In Brazoria (2001) the U-shaped interlocking forms express opposing counterpoints that lock in a potential energy that plays on the viewer’s sense that the parts look assembled and could simply collapse. In this feeling of collapse, we find the tension and the suspension of disbelief required to see what Whitney is doing in these pieces.

The U shape simply seems to lean onto a V, soaring nine feet high to form a sculpture that approaches the monumental. That same year, Whitney seized upon a new way to approach his aesthetic project by interlocking his geometric shapes with an enclosed linkage element. This method grew into a whole series of sculptures along the lines of assembled links.
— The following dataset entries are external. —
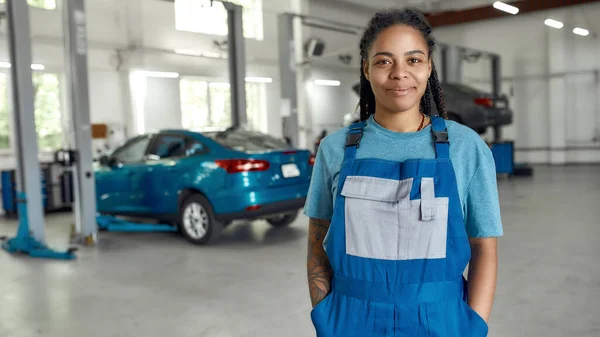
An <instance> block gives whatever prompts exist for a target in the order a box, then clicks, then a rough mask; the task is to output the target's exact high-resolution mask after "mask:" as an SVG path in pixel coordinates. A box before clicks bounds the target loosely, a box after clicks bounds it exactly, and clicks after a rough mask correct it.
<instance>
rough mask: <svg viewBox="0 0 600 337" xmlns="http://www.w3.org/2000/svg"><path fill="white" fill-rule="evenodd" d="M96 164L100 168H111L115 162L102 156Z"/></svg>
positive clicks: (98, 159)
mask: <svg viewBox="0 0 600 337" xmlns="http://www.w3.org/2000/svg"><path fill="white" fill-rule="evenodd" d="M98 162H99V163H100V165H102V166H113V165H114V163H115V160H114V158H111V157H109V156H106V155H104V156H102V157H100V158H99V159H98Z"/></svg>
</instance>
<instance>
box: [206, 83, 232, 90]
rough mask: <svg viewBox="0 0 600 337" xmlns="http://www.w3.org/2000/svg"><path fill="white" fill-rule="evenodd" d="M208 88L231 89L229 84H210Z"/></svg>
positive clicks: (209, 84) (227, 83) (221, 83)
mask: <svg viewBox="0 0 600 337" xmlns="http://www.w3.org/2000/svg"><path fill="white" fill-rule="evenodd" d="M208 86H209V87H211V88H221V89H229V83H227V82H210V83H209V84H208Z"/></svg>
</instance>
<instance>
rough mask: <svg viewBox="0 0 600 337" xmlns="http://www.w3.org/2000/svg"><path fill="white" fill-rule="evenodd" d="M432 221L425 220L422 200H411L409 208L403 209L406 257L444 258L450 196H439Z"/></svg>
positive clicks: (447, 224) (447, 228)
mask: <svg viewBox="0 0 600 337" xmlns="http://www.w3.org/2000/svg"><path fill="white" fill-rule="evenodd" d="M433 206H434V207H433V211H434V213H433V215H434V217H435V219H434V220H432V221H423V219H422V209H421V200H413V201H411V204H410V207H409V208H403V209H401V212H400V213H401V217H402V219H401V222H402V223H403V232H404V235H405V240H403V244H404V245H403V246H404V247H405V250H404V251H403V252H402V253H403V254H404V255H405V258H406V259H408V260H412V259H442V258H445V257H446V246H447V237H448V198H437V199H435V204H434V205H433Z"/></svg>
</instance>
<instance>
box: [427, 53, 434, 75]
mask: <svg viewBox="0 0 600 337" xmlns="http://www.w3.org/2000/svg"><path fill="white" fill-rule="evenodd" d="M432 69H433V61H432V60H431V58H430V59H429V75H427V78H430V77H431V70H432Z"/></svg>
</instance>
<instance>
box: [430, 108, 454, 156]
mask: <svg viewBox="0 0 600 337" xmlns="http://www.w3.org/2000/svg"><path fill="white" fill-rule="evenodd" d="M431 134H432V136H433V141H434V142H435V152H436V153H437V158H438V159H449V158H450V142H449V141H448V130H447V129H446V121H445V120H444V118H442V117H439V116H432V117H431Z"/></svg>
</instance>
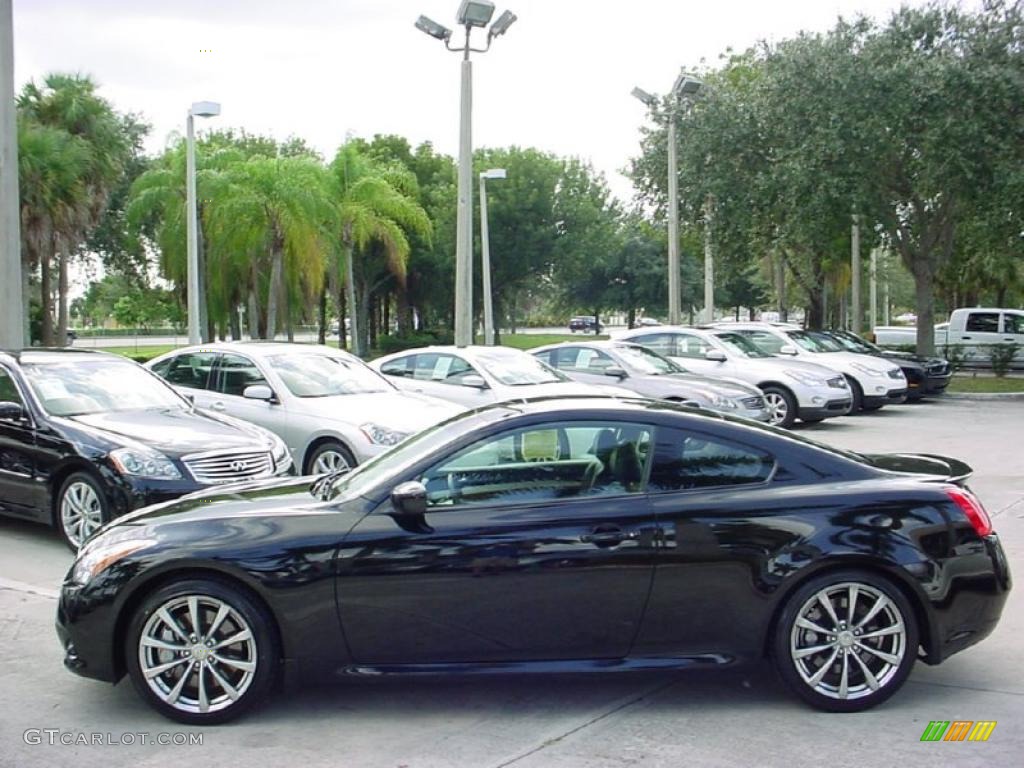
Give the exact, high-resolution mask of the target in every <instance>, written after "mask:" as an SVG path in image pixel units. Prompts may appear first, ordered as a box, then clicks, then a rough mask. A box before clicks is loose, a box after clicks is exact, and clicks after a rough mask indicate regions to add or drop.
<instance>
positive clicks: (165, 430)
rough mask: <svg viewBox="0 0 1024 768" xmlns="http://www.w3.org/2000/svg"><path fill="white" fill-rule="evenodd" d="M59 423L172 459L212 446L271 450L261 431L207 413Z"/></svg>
mask: <svg viewBox="0 0 1024 768" xmlns="http://www.w3.org/2000/svg"><path fill="white" fill-rule="evenodd" d="M54 421H55V422H57V423H62V424H65V425H68V426H73V427H75V428H77V429H79V430H83V431H86V432H90V433H92V434H93V435H95V436H97V437H100V438H102V439H104V440H106V441H110V442H116V443H120V444H123V445H133V444H140V445H144V446H147V447H153V449H156V450H158V451H160V452H161V453H163V454H165V455H167V456H170V457H181V456H186V455H188V454H195V453H199V452H203V451H209V450H210V447H211V446H216V447H218V449H223V450H224V451H231V450H236V449H238V450H252V449H253V446H254V445H256V446H259V447H260V449H267V450H269V447H270V446H271V442H270V441H269V439H268V438H267V437H266V435H265V433H263V431H262V430H260V429H259V428H257V427H250V426H249V425H243V424H241V423H239V422H237V421H234V420H231V421H230V422H228V421H221V420H220V419H219V418H218V417H215V416H213V415H212V414H207V413H204V412H191V411H118V412H108V413H100V414H87V415H84V416H72V417H63V418H59V419H54Z"/></svg>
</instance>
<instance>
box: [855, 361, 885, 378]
mask: <svg viewBox="0 0 1024 768" xmlns="http://www.w3.org/2000/svg"><path fill="white" fill-rule="evenodd" d="M850 368H855V369H857V370H858V371H860V373H862V374H867V375H868V376H882V375H883V374H882V372H881V371H879V370H878V369H874V368H871V367H870V366H865V365H864V364H862V362H851V364H850Z"/></svg>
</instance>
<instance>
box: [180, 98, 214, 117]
mask: <svg viewBox="0 0 1024 768" xmlns="http://www.w3.org/2000/svg"><path fill="white" fill-rule="evenodd" d="M188 114H189V115H191V116H193V117H197V118H215V117H217V116H218V115H219V114H220V104H219V103H217V102H216V101H196V102H194V103H193V105H191V109H190V110H188Z"/></svg>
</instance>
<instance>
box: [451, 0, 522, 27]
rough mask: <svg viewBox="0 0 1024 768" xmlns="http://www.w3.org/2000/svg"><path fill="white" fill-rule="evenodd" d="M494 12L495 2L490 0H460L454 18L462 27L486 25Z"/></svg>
mask: <svg viewBox="0 0 1024 768" xmlns="http://www.w3.org/2000/svg"><path fill="white" fill-rule="evenodd" d="M494 14H495V4H494V3H493V2H490V0H462V4H461V5H460V6H459V14H458V15H457V16H456V18H457V19H458V20H459V24H461V25H462V26H463V27H486V26H487V25H488V24H490V17H492V16H493V15H494ZM510 24H511V23H510Z"/></svg>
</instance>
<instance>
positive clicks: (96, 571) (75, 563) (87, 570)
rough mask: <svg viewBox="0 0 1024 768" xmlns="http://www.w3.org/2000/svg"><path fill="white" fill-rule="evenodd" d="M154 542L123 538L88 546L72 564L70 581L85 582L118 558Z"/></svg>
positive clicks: (150, 540)
mask: <svg viewBox="0 0 1024 768" xmlns="http://www.w3.org/2000/svg"><path fill="white" fill-rule="evenodd" d="M154 544H156V542H155V541H154V540H153V539H123V540H121V541H119V542H114V543H113V544H108V545H105V546H102V545H101V546H98V547H89V548H87V549H86V551H85V552H84V553H83V554H82V555H80V556H79V558H78V559H77V560H76V561H75V564H74V565H73V566H72V569H71V581H72V582H73V583H74V584H86V583H87V582H89V581H90V580H92V579H95V578H96V577H97V575H99V574H100V573H101V572H103V571H104V570H106V568H109V567H110V566H111V565H113V564H114V563H116V562H117V561H118V560H121V559H123V558H125V557H127V556H128V555H130V554H131V553H132V552H138V551H139V550H140V549H145V548H146V547H152V546H153V545H154Z"/></svg>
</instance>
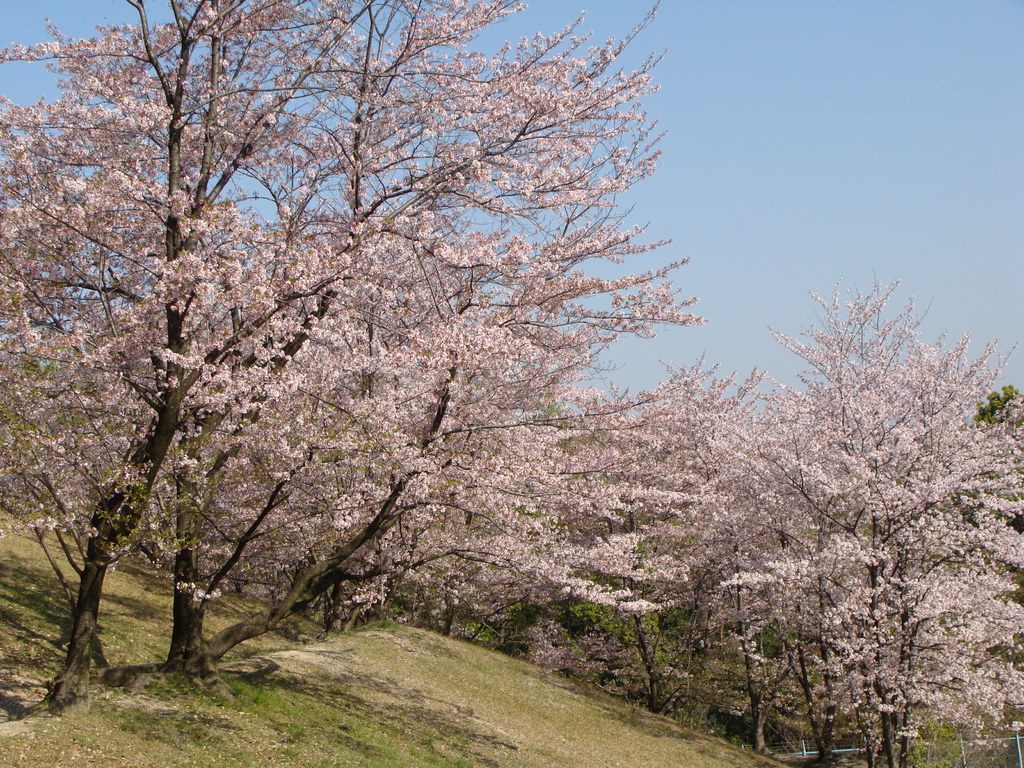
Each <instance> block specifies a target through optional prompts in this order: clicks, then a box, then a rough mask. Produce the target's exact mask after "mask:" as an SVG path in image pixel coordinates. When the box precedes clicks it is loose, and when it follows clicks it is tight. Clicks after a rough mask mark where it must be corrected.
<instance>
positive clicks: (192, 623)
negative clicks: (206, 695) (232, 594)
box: [163, 547, 231, 697]
mask: <svg viewBox="0 0 1024 768" xmlns="http://www.w3.org/2000/svg"><path fill="white" fill-rule="evenodd" d="M199 579H200V573H199V556H198V552H197V551H196V549H195V548H193V547H184V548H182V549H180V550H178V552H177V554H176V555H175V556H174V604H173V617H174V625H173V627H172V629H171V647H170V649H169V650H168V653H167V660H166V662H164V666H163V671H164V672H177V673H180V674H181V675H183V676H184V677H185V679H186V680H188V681H189V682H191V683H193V684H194V685H197V686H199V687H200V688H203V689H204V690H207V691H210V692H212V693H216V694H217V695H221V696H225V697H230V695H231V693H230V690H229V689H228V688H227V686H226V685H225V684H224V682H223V681H222V680H221V679H220V675H219V674H218V672H217V659H216V658H214V657H213V656H212V655H211V654H210V650H209V647H208V645H207V643H206V639H205V637H204V634H203V623H204V621H205V618H206V606H207V602H206V599H205V596H203V597H202V599H197V597H198V596H197V594H196V592H195V590H196V589H197V587H196V584H197V582H198V580H199Z"/></svg>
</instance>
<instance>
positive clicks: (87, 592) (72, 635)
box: [48, 541, 109, 713]
mask: <svg viewBox="0 0 1024 768" xmlns="http://www.w3.org/2000/svg"><path fill="white" fill-rule="evenodd" d="M98 555H99V553H98V548H97V547H96V545H95V542H94V541H93V542H90V543H89V549H88V552H87V558H86V562H85V563H84V565H83V566H82V574H81V579H80V581H79V587H78V599H77V600H76V602H75V609H74V611H73V625H72V630H71V641H70V642H69V644H68V655H67V657H66V658H65V665H63V669H61V670H60V672H59V673H58V674H57V677H56V679H55V680H54V681H53V689H52V690H51V691H50V695H49V705H48V706H49V710H50V712H53V713H59V712H62V711H63V710H66V709H68V708H69V707H72V706H80V705H88V701H89V671H90V669H91V666H92V656H93V653H94V652H95V650H96V648H97V640H98V638H97V635H96V630H97V627H98V621H99V600H100V597H101V596H102V594H103V579H104V578H105V577H106V568H108V565H109V561H108V560H106V558H103V557H100V556H98Z"/></svg>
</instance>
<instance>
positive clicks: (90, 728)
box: [0, 539, 778, 768]
mask: <svg viewBox="0 0 1024 768" xmlns="http://www.w3.org/2000/svg"><path fill="white" fill-rule="evenodd" d="M37 549H38V548H37V547H35V545H33V543H32V542H28V541H27V540H15V539H9V540H0V621H2V622H3V624H2V625H0V632H3V633H4V634H3V635H2V643H0V706H4V702H6V706H5V709H8V710H10V709H12V708H11V706H10V702H11V701H12V700H13V697H14V694H15V693H18V692H20V693H23V694H24V692H25V691H26V690H27V688H26V681H34V682H35V683H37V684H39V685H41V684H42V683H43V682H44V681H45V679H46V678H47V677H48V676H50V675H52V674H53V672H54V671H55V670H56V669H57V667H58V666H59V662H60V635H61V632H67V627H66V622H67V620H66V612H67V611H66V610H65V607H63V603H62V600H63V598H62V596H61V595H60V593H59V590H58V588H57V585H56V582H55V580H54V579H53V577H52V574H50V573H48V567H49V566H48V565H47V564H46V562H45V560H43V558H42V557H41V555H39V554H38V552H37V551H36V550H37ZM108 584H109V589H110V594H109V596H108V600H106V602H105V603H104V610H103V616H102V624H103V626H102V636H103V643H104V652H105V653H106V656H108V658H109V660H110V662H111V663H112V664H140V663H145V662H153V660H159V658H160V656H161V654H162V652H163V651H164V646H165V644H166V632H167V616H168V615H169V608H170V590H169V587H168V585H167V584H166V583H164V582H161V581H160V580H158V579H156V578H155V577H153V575H152V574H150V573H148V572H146V570H145V569H143V568H141V567H131V566H127V567H122V568H121V569H119V571H118V572H116V573H114V574H113V575H112V577H111V579H110V580H109V582H108ZM243 608H244V606H240V605H238V604H232V603H231V602H230V601H224V602H223V603H222V604H221V606H220V611H221V617H220V620H219V621H222V622H223V621H227V620H228V617H229V614H231V613H232V612H238V611H240V610H242V609H243ZM8 628H10V630H9V631H8ZM301 630H302V628H301V627H300V626H296V627H293V629H292V630H290V634H292V635H294V634H295V633H296V632H299V631H301ZM288 634H289V633H286V634H285V635H279V636H270V637H267V638H263V639H261V640H260V642H259V643H257V644H255V645H248V646H246V647H244V648H242V649H241V651H242V652H241V653H239V654H238V655H237V656H236V657H234V658H233V659H231V660H229V662H225V664H224V665H223V666H222V673H223V677H224V680H225V682H226V683H227V685H228V686H229V688H230V689H231V691H232V693H233V695H234V698H233V700H231V701H224V700H222V699H218V698H215V697H213V696H210V695H207V694H204V693H201V692H198V691H196V690H194V689H193V688H191V687H189V686H188V685H187V684H185V683H184V682H183V681H181V680H177V679H174V678H170V679H165V680H161V681H160V682H158V683H156V684H154V685H152V686H151V687H150V688H147V689H146V690H145V691H144V692H143V693H130V692H128V691H127V690H124V689H116V690H97V691H96V696H95V700H94V702H93V706H92V707H91V708H90V709H89V710H88V711H85V712H81V711H79V712H73V713H71V714H69V715H66V716H65V717H61V718H50V717H45V716H44V717H32V718H29V719H27V720H25V721H19V722H16V723H13V722H12V723H6V724H0V755H3V760H2V761H0V762H3V763H4V765H9V766H11V768H15V767H17V768H20V767H22V766H25V767H26V768H28V767H29V766H40V765H45V766H54V768H60V767H61V766H79V765H91V764H96V765H103V766H111V767H116V766H132V767H133V768H135V767H137V768H147V767H150V766H152V767H153V768H165V767H181V768H186V767H190V766H195V768H206V767H207V766H214V765H216V766H225V767H226V768H231V767H234V766H238V767H239V768H248V767H249V766H275V767H276V766H296V767H299V766H301V767H302V768H341V767H342V766H359V767H360V768H410V767H413V768H415V767H418V766H424V767H425V768H433V767H437V768H478V767H484V768H543V767H546V766H559V767H562V768H572V767H573V766H586V767H587V768H591V767H593V768H611V767H612V766H630V768H634V767H639V766H643V767H644V768H669V767H670V766H672V767H673V768H675V767H677V766H681V767H683V768H748V767H751V768H753V767H754V766H772V765H775V766H777V765H778V763H775V762H773V761H769V760H766V759H763V758H758V757H757V756H754V755H753V754H751V753H749V752H742V751H739V750H736V749H735V748H733V746H731V745H729V744H726V743H725V742H722V741H720V740H717V739H713V738H710V737H707V736H703V735H699V734H696V733H692V732H689V731H686V730H684V729H682V728H680V727H679V726H678V725H676V724H675V723H673V722H672V721H670V720H666V719H664V718H658V717H655V716H652V715H649V714H647V713H644V712H641V711H637V710H635V709H632V708H629V707H627V706H625V705H623V703H622V702H620V701H617V700H615V699H613V698H611V697H609V696H606V695H604V694H603V693H599V692H596V691H593V690H590V689H587V688H584V687H580V686H577V685H574V684H572V683H570V682H568V681H566V680H564V679H563V678H560V677H558V676H552V675H549V674H548V673H546V672H544V671H543V670H540V669H539V668H536V667H532V666H530V665H527V664H524V663H522V662H519V660H516V659H512V658H509V657H507V656H503V655H501V654H498V653H494V652H492V651H487V650H484V649H481V648H478V647H476V646H473V645H470V644H468V643H463V642H460V641H456V640H452V639H450V638H444V637H440V636H438V635H434V634H431V633H428V632H424V631H421V630H416V629H412V628H406V627H400V626H398V625H382V626H378V627H375V628H372V629H370V630H366V631H360V632H355V633H350V634H347V635H341V636H338V637H336V638H333V639H332V640H331V641H329V642H326V643H317V644H312V645H303V644H300V643H298V642H295V641H293V640H289V639H288ZM19 686H20V687H19ZM35 690H37V692H38V693H39V695H41V694H42V690H43V689H42V687H38V688H37V689H35ZM5 692H6V693H5Z"/></svg>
In one of the first of these, Chicota (2001), which is on indefinite loan to the Nasher Sculpture Center in Dallas, the artist took his U and V shaped industrial steel and connected them with an enclosed tear shape, painting it a vibrant red. Like Brazoria, Chicota is almost nine feet high and includes similar forms, with the addition of a link element that achieves a conceptual status, revealing something about Whitney’s work method. Through the modeling of the pieces and the links he can experiment with different versions of the sculpture, so that when he welds the pieces together the finished product rises from the floor and stands upright. This technique approaches the experimental element of chance that was so important for Dada and Surrealism. In this case, the outcome might possibly have been another sculpture altogether, depending on Whitney’s experiments and how the pieces linked together before he made the final choice.

Part of the process includes Whitney’s use of medium scale oil paintings as a therapeutic way of working through his ideas. Several examples of the paintings were included in the show at Gallery Sonja Roesch. The paintings are line-driven, using mostly red and black to render thin shapes that seem to float above an abstract matrix of lighter colors. The illusion of depth found in the contrast of strong geometric lines and a formless background bring to mind the Suprematism from the second decade of the 20th century of Malevich, another foundational figure in non-objective art. The line forms are the boldest, most acute part of the compositions; therefore, a perceptual distance effect enhances the images.

In Tascosa (2011), Whitney gave us a smaller version of Carrizozo (2010), where he chose to steer clear of vibrant color in favor of the rust hues of steel. This piece retains the signature verticality and concentrates the weight at the top end with wide arc shapes atop lesser supports, inverting Carrizozo’s balance. Either way, the pieces are unmistakable examples of Whitney’s signature style and disciplined craftsmanship.

Now in his mid-seventies, Whitney is still committed to an abstract, decidedly formalist approach to art where the form is the content, no matter whether the specific theme of a particular piece is energy-determined by tension in balancing or movement kinetics. He shows no sign of slowing down, and he remains the steadfast analog artist he’s always been.